# Brazilian pine?



## ferstler (Oct 5, 2008)

My ex boss (we are both retired) recently broke down an old, seven-foot bookcase at his place and gave me the pieces. The sides were 1×10s, 1.5-inches thick, with the shelves the same depth, but .75 inches.

I planed off the stain and varnish (rather rough varnishing work had been done on the pieces) and now have the items stacked and ready to turn into a desk. There are not quite enough for the project, so I will go get some regular white pine boards to make things like the hidden back board, drawer sides and back, etc. This will be a rather simple computer desk, with not much in the way of fancy design tricks.

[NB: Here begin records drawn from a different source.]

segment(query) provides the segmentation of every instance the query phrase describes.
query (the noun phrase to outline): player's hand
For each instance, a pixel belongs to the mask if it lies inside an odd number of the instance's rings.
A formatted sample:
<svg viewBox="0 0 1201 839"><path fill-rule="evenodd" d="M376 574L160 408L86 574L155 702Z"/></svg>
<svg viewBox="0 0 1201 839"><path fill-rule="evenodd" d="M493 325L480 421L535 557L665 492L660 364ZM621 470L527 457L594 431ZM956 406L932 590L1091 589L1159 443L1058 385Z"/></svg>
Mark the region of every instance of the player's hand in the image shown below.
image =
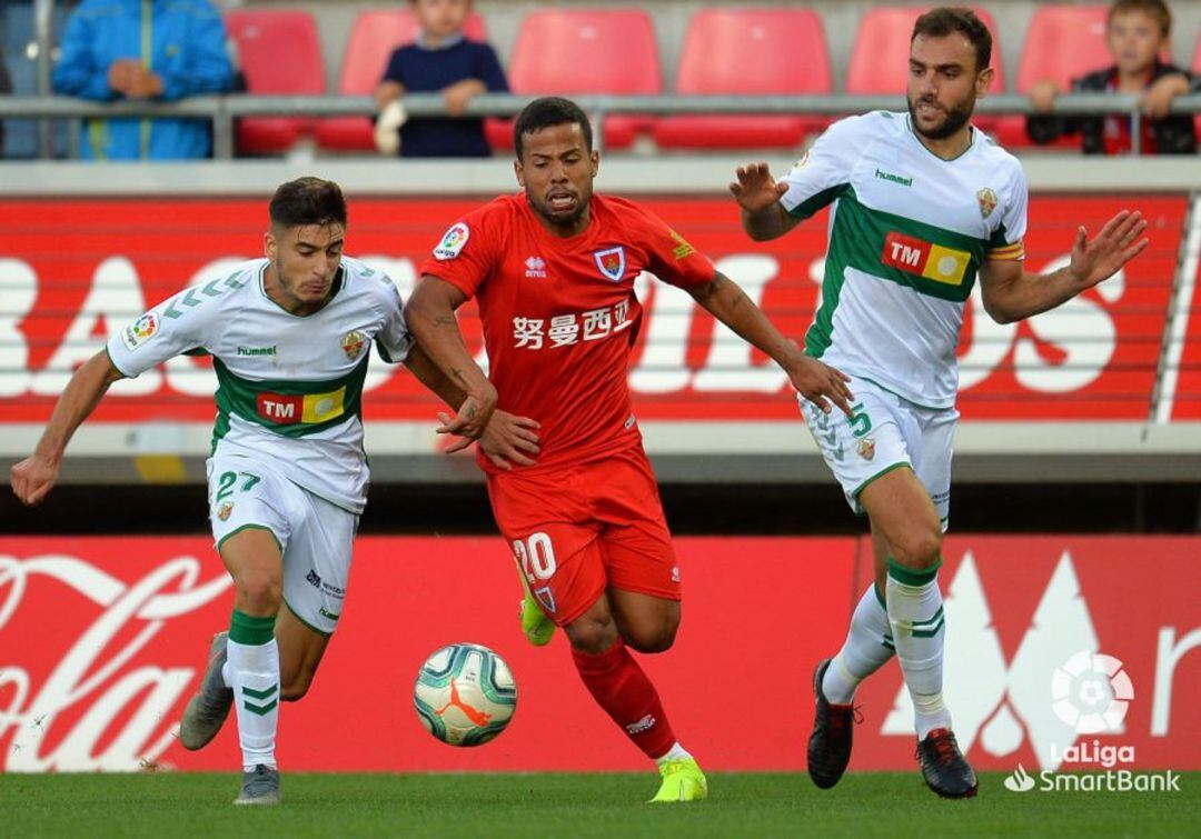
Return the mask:
<svg viewBox="0 0 1201 839"><path fill-rule="evenodd" d="M1076 241L1071 246L1071 274L1077 290L1092 288L1118 272L1123 265L1146 250L1151 240L1139 239L1147 229L1141 212L1122 210L1107 222L1097 238L1088 240L1088 232L1076 229Z"/></svg>
<svg viewBox="0 0 1201 839"><path fill-rule="evenodd" d="M788 192L788 184L777 184L766 163L747 163L735 170L730 194L747 212L759 212L771 206Z"/></svg>
<svg viewBox="0 0 1201 839"><path fill-rule="evenodd" d="M133 59L118 59L108 66L108 86L119 94L129 95L137 82L142 66Z"/></svg>
<svg viewBox="0 0 1201 839"><path fill-rule="evenodd" d="M1030 88L1030 104L1035 110L1048 113L1054 108L1054 98L1059 95L1059 88L1054 82L1035 82Z"/></svg>
<svg viewBox="0 0 1201 839"><path fill-rule="evenodd" d="M847 386L850 377L841 370L835 370L809 355L801 355L788 370L788 378L796 388L796 392L820 408L821 413L829 414L830 402L833 402L847 416L852 415L850 403L855 396Z"/></svg>
<svg viewBox="0 0 1201 839"><path fill-rule="evenodd" d="M12 467L12 491L22 504L36 507L59 480L59 465L42 455L32 455Z"/></svg>
<svg viewBox="0 0 1201 839"><path fill-rule="evenodd" d="M450 418L447 414L438 414L438 419L447 423ZM492 414L488 427L484 429L484 436L479 438L479 448L492 463L506 472L513 468L513 463L533 466L534 461L530 455L537 455L540 451L538 447L538 429L540 427L537 420L528 416L514 416L508 412L497 410ZM462 451L468 445L471 445L471 441L461 437L447 447L446 451L454 454Z"/></svg>
<svg viewBox="0 0 1201 839"><path fill-rule="evenodd" d="M488 421L492 418L492 412L496 410L497 398L496 388L491 383L486 384L486 390L471 394L464 400L454 418L438 414L438 419L447 418L437 429L440 435L454 435L467 439L479 439L484 436L484 429L488 427Z"/></svg>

My question is: just how does "Brazilian" pine stack up against regular pine or any number of other woods? The boards do have knots in them, but they add character and will make the desk actually look the way I want (rustic), and the stuff seems to "work" OK, at least so far. I will admit that age seems to have hardened the stuff beyond what I have found with regular pine from the big-box stores. Not exactly hardwood, but not exactly easy to dent, either.

Howard Ferstler


----------



## levan (Mar 30, 2010)

Hi Howard. I have never used the pine you refer to but, according to wikpedia janka hardess it is more like our yellow pine 690 than white 420. I wonder about wood movement if gluing together. Nice score and good luck


----------



## ferstler (Oct 5, 2008)

Hi, Lynn

I did some additional digging and one other name for the wood is "parana." If that is the case, then the janka rating is 780, which puts it right between sycamore and Honduran mohogany on the scale. Looks like it will be just fine for the desk project.

Howard Ferstler


----------



## jack1 (May 17, 2007)

be sure to post some pics when you are done. I'd like to see what it looks like.


----------